A B-tree is a tree data structure that keeps data sorted and allows searches, insertions, deletions, and sequential access in logarithmic amortized time. The B-tree is a generalization of a binary search tree in that more than two paths diverge from a single node. A B-tree is always balanced. Unlike self-balancing binary search trees, the B-tree is optimized for systems that read and write large blocks of data. It is most commonly used in databases and filesystems.
A B-tree consists of nodes that contain keys where the information is stored, and pointers that point to other nodes in the tree. A specific B-tree may have an order of n; each node may have a maximum of 2n keys; each node may have a minimum of n keys, except for the root node. Keys are always kept sorted in each node. Each node with k keys must always have k + 1 pointers.
To search for a value, we are given a node. If we are starting from the beginning, let the node be the root node. We are now given k keys and k + 1 pointers. These are sorted as follows: 1st pointer, 1st key, 2nd pointer, 2nd key, etc. We find the value. If it's not in the node, we follow the pointer corresponding to the supposed location of the value, which gives us another node. The algorithm is recursively done until we find the value or we reach a dead-end.
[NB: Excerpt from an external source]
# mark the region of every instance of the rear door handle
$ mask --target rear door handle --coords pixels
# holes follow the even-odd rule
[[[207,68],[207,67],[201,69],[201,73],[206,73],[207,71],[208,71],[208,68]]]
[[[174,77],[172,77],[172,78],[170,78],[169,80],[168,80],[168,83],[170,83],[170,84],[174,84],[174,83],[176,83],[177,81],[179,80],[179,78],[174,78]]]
We are given a value to insert. We search for the value. If we have found the value and is already in the tree, we would not need to do anything. Otherwise, we would end up with a leaf node where we can supposedly insert the value. If the node is not full then we can just insert the value there (in sorted order) and insertion is complete.
Otherwise, if the node is full, we will split that node into two. A center key is selected. All keys less than that are put in the left node, and all keys greater than that are put in the right node. The center key is promoted to the parent key, along with the two pointers to the split nodes.
If the parent node is already full, that too is split. If the root node would need to be split, a new root node containing the single promoted key is created; the tree's height increases.
We are given a value to delete. If the key is in a leaf node and if after the deletion there are at least n keys in the node, we can safely delete the node.
If the value is not in a leaf node, get a node in a corresponding subtree that is sequentially next to the value. (We can get the leftmost key of the right subtree or the rightmost key of the left subtree) and swap it with the key containing the value. This is done recursively until the key containing the value is in a leaf node, where it can be safely deleted.
If a deletion results in an underflow, the keys will need to be redistributed. We can get keys from a borrowing node, either the left or the right node. If the other node would still have a sufficient number of keys after transferring, just get the key from the other node and promote it to the parent. The key from the parent would then be transferred to the deficient node.
If transferring cannot be done, that is, both nodes are already at a minimum, then the nodes will need to be merged. The values from the two nodes will be merged to a single node, and the parent key would be demoted to that node. The removal of the parent key from its node might trigger another underflow, in which case reconstruction is recursively done. When the root node underflows, the tree shrinks and its height decreases, while the nodes under it combine to form a new root node.